Which method (Boot Camp or Virtualization) is best for getting “real work done”?
The bottom line is that virtualization tools like Parallels Desktop and VMware Fusion provide the greatest versatility, whereas Boot Camp provides the best system performance. Although the versatility of being able to run your Mac applications at the same time you run Windows-based applications like Autodesk Revit is incredible, our experience has found this is not always the most practical solution.
Our experience testing Windows-based Autodesk applications on a Mac has found virtualization is only plausible when working with basic designs. For most production designs, we’ve found Boot Camp is the best choice for running Autodesk applications on a Mac.
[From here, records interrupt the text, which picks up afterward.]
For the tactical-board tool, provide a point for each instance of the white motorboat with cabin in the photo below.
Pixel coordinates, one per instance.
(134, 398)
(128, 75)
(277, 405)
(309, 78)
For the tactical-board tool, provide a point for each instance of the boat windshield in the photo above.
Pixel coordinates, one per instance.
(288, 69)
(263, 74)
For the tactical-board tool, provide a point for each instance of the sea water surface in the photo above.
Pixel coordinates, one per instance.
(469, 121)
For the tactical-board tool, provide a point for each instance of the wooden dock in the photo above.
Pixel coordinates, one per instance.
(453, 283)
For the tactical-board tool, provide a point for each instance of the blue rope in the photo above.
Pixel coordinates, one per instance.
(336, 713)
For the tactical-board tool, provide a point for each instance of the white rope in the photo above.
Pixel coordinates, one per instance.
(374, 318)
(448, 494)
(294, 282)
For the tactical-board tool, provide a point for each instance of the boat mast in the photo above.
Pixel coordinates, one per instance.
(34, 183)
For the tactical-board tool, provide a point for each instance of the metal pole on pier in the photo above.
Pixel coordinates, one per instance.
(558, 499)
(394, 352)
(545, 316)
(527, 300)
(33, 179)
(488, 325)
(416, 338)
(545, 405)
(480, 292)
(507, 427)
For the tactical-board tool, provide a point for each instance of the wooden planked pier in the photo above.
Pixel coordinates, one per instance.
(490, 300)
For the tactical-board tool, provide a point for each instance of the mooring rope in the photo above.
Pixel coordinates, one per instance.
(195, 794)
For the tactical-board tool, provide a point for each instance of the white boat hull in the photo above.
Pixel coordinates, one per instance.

Note: A Windows license is not bundled with Boot Camp, Parallels Desktop, or VMware Fusion. A valid license must be obtained separately to run Windows on your Mac with any of these tools.
BONUS: CAN I HAVE THE BEST OF BOTH WORLDS?
For the best of both worlds, it’s worth mentioning Parallels Desktop can read a Boot Camp partition. This configuration allows you to boot into Boot Camp when performance is paramount, and run Windows in with Parallels Desktop (virtualized) when versatility is paramount.
Parallels Desktop Knowledgebase: Can I run my Boot Camp partition with Parallels?
Note: Although this method will let you run Windows in both Boot Camp and Parallels Desktop, you may need to activate some products twice; once in Boot Camp, and another in parallels Desktop.